To find the maximum value for the delay, we need to consider the worst-case scenario where the delay is the largest. Let's assume the delay is at its maximum value, tp = 15 ns.
(a) Maximum delay required for proper synchronous operation:
In this scenario, we need to analyze the timing relationships between the clock inputs and output of the flip-flops.
- Clock Skew: Clock skew refers to the difference in arrival times of the clock signal at different parts of a circuit. In this case, the clock skew is represented by the delay (15 ns) between the two clock inputs.

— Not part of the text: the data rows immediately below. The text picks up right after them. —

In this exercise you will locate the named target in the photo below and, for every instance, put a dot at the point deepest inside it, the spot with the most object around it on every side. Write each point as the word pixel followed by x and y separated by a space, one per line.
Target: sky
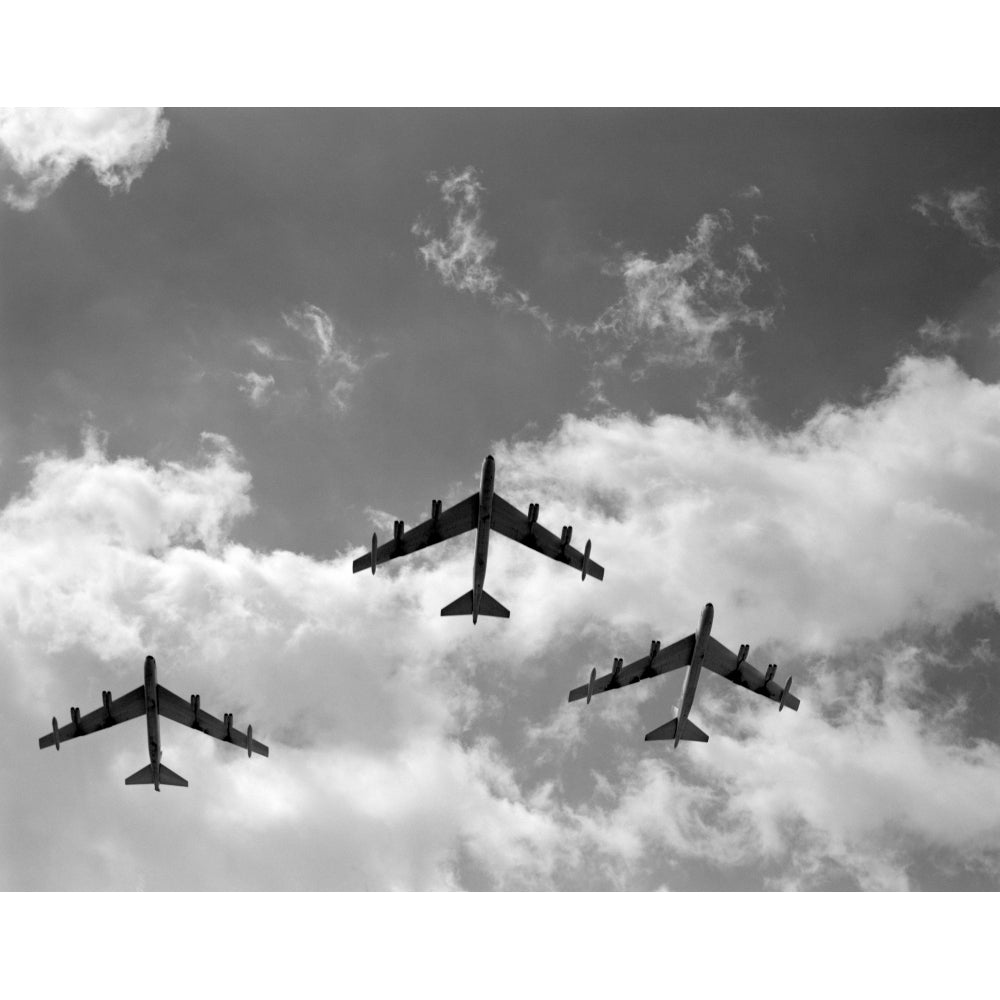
pixel 754 356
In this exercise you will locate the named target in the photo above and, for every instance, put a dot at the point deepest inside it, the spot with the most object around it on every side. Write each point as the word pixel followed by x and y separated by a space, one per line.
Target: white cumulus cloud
pixel 414 751
pixel 41 146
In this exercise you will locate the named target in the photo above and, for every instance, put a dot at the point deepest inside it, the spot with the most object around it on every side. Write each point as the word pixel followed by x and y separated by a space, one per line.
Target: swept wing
pixel 449 523
pixel 726 663
pixel 187 714
pixel 128 706
pixel 509 521
pixel 672 657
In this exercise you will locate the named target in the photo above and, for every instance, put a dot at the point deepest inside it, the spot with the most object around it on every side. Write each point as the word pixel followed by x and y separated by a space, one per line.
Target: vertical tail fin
pixel 168 777
pixel 144 776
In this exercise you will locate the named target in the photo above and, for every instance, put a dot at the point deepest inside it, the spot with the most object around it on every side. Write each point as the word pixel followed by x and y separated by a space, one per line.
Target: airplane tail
pixel 487 606
pixel 668 731
pixel 144 776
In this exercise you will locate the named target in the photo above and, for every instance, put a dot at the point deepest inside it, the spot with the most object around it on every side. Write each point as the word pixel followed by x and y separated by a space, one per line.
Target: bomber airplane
pixel 483 511
pixel 694 652
pixel 152 700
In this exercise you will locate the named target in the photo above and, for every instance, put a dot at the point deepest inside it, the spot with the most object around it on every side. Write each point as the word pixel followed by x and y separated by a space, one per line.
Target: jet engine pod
pixel 784 693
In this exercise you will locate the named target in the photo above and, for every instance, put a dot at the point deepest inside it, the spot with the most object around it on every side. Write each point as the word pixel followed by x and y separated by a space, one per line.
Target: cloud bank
pixel 407 749
pixel 42 146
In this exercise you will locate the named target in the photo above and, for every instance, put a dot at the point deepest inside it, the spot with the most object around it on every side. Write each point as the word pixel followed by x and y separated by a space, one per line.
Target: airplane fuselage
pixel 482 533
pixel 152 719
pixel 693 671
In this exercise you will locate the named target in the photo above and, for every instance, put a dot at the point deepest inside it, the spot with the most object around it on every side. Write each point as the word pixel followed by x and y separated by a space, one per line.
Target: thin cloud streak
pixel 462 257
pixel 968 210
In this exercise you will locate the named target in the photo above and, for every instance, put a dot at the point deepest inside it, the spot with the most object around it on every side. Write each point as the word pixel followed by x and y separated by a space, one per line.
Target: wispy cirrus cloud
pixel 969 210
pixel 462 257
pixel 941 333
pixel 256 387
pixel 41 147
pixel 675 310
pixel 315 362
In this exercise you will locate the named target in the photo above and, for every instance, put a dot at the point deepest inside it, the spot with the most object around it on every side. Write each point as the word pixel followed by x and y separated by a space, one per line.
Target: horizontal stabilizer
pixel 167 777
pixel 487 606
pixel 144 776
pixel 463 606
pixel 668 731
pixel 491 606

- Setup and Hold Times: The setup time (tsu) is the minimum time before the clock edge when the D input should be stable for reliable operation. The hold time (thold) is the minimum time after the clock edge when the D input should remain stable.
Let's assume that for proper synchronous operation, the Q output of the first flip-flop should be stable for at least one clock cycle before it is used as input to the second flip-flop.
Considering the maximum delay (tp = 15 ns), the first flip-flop will have its output stable after 15 ns from the clock edge. This output will then reach the second flip-flop after the delay, resulting in a total delay of 30 ns (15 ns for the first flip-flop and 15 ns for the second flip-flop).
Timing Diagram:
The timing diagram will illustrate the relationship between the clock inputs, the outputs of the flip-flops, and the required stable time for reliable operation.
```
Clock 1 ____________----
| | |
| | |
_______ |
CLK1 | | | _________
_| | | |
D1 _______| |_______| |
| __|______ |____|
| | |
| | | Delay (15 ns)
| | |
__|_|__________|
_________
CLK2 | | |
__________ | | |
| | | | |
| | | | |
| |____| | |
| Flip- _______| |
| Flop 1 | |
|_________| _________ |
| |
| |
| |
__|_______|
CLK3 |
___________|
| |
|___________|
One
Clock Cycle
```
From the timing diagram, we can see that the input to the second flip-flop is stable after one clock cycle (30 ns), which satisfies the setup and hold time requirements.
Therefore, the maximum allowable delay is 15 ns.
(b) Minimum allowable clock period assuming the delay is < 3 ns:
To find the minimum allowable clock period, we need to consider the maximum delay value of 3 ns.
Considering the maximum delay (tp = 3 ns), the total delay between the clock inputs of the flip-flops will be 6 ns (3 ns for the first flip-flop and 3 ns for the second flip-flop).
To achieve proper synchronous operation, the input to the second flip-flop should be stable for at least one clock cycle. Therefore, the minimum allowable clock period can be calculated as follows:
Minimum Allowable Clock Period = 2 * Total Delay
= 2 * 6 ns
= 12 ns
Therefore, the minimum allowable clock period is 12 ns when the delay is less than 3 ns.